Perhaps one of the biggest difficulties with involving family members in the business is the risk associated with putting all of your eggs in one basket. When there are serious cash flow problems, owners frequently cut back on the money that they and their family members take from the business. When this happens, the family income will be severely restricted, even temporarily suspended. If, however, family income comes from sources unrelated to the business, the consequences of a business cash flow problem will be minimized.

I have had countless clients who involved family members in the business to share the wealth during the good times, only to face the decimation of family income when cash was tight. 

Entrepreneur Beware

Husband-and-wife family businesses risk breaking up when the marriage breaks up. To minimize this risk, make sure that any business agreements include details about what will happen to the business in the event of a marriage breakup. 

 Divide and Manage

The challenges faced by family businesses go beyond the ownership and operating challenges that face all small businesses. They also go beyond the difficulty of balancing work and family, an issue that anyone who works and also has family responsibilities must face.

 Family businesses represent the merging and integration of three kinds of critical issues: ownership, operation, and family. To make a family business work, and indeed succeed, family members must consider and resolve these issues.

  • Ownership  Issues
  •  Who actually owns the business?
  •  If ownership is shared, what is the interest of each owner? How is this interest determined? How is it valued?
  •  How was the ownership interest acquired? Was there an actual contribution of money? Was the ownership interest a gift? What tax issues arise as a result of mak-ing a gift of an ownership interest?
  •  Who has ultimate decision-making authority? What happens if joint owners can-not reach an agreement?
  •  What restrictions apply in dealing with the owners’ interests? Can they sell their interests or pledge them as security for loans?
  •  What happens to the owners’ interests in the event of a marriage breakup? What buy-sell provisions apply?
  •  How will ownership interests be transferred to other family members? When can these interests be transferred? Will they be transferred on death or on disability? How will the interest be valued?
  •  How will the owners share the profits? If bonuses will be paid, how will they be cal-culated and when will they be paid? 

Management  Issues

  •  What are the goals of the business? Are all family members committed to achieving these goals?
  •  Are there nonfamily directors or advisors?
  •  What is the role of each family member in the management and operation of the business?
  •  How will each family member be compensated for his or her contribution to the management and operation of the business?
  •  Will the next generation take over the business? Who, specifically, will take over? How will they be prepared to take over the business?
  •  How will family members get out of the business?
  •  How will loyal nonfamily employees be managed? What incentives will they be offered to ensure that they stay on with a transfer to the next generation?

 Family  Issues

  •  What will be done to ensure that family members remain interested in and com-mitted to the business?
  •  How will the current generation’s need for personal income be balanced with the next generation’s need for equity in the business?
  •  How will family members who do not actively work in the business be treated equitably?
  •  How will spouses and in-laws who do not work in the business be treated?
  •  How frequently will family meetings be held to discuss and resolve these and other issue?

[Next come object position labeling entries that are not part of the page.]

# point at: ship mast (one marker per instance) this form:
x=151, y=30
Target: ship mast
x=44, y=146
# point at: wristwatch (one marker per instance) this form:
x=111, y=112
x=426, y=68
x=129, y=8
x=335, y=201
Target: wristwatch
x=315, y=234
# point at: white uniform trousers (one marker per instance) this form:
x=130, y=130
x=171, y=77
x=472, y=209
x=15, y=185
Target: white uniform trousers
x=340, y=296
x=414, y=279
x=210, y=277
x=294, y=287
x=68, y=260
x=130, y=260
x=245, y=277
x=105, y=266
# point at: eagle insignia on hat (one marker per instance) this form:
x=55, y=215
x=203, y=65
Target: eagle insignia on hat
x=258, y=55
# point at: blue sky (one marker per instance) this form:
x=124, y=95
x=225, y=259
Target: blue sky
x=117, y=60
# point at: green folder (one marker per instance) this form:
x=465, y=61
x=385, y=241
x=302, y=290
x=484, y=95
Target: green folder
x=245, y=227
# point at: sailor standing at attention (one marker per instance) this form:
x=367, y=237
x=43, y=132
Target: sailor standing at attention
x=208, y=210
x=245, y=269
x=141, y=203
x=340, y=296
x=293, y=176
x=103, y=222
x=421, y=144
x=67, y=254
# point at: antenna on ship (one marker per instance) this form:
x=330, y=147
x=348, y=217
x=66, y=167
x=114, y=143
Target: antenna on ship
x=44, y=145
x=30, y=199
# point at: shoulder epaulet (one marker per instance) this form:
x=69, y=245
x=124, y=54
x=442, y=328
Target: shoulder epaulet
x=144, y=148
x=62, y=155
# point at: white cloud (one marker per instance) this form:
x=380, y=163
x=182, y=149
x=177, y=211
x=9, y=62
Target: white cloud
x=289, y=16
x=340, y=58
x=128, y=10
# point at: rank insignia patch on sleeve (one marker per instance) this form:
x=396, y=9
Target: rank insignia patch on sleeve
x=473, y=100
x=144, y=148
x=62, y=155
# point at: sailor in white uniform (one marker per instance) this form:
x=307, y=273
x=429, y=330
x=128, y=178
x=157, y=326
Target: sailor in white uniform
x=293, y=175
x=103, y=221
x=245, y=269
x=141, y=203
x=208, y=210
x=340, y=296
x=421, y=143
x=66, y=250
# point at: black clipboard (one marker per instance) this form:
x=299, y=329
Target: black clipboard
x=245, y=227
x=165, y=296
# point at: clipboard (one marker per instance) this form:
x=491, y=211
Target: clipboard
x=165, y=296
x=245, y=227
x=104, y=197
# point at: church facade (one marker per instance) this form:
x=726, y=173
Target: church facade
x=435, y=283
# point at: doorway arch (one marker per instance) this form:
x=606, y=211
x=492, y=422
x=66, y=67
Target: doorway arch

The Least You Need to Know

 Starting your own business may disrupt your normal cash flow; make sure your family is aware of this and be sure to make plans to deal with any potential cash shortfalls.
 
Starting your own business can also be a major drain on your time and energy; again, make sure that your family is aware of this and make plans to deal with any potential problems.
 
Employing family members in the business does not always work well for every-one. Try to maintain a balance between family and business activities.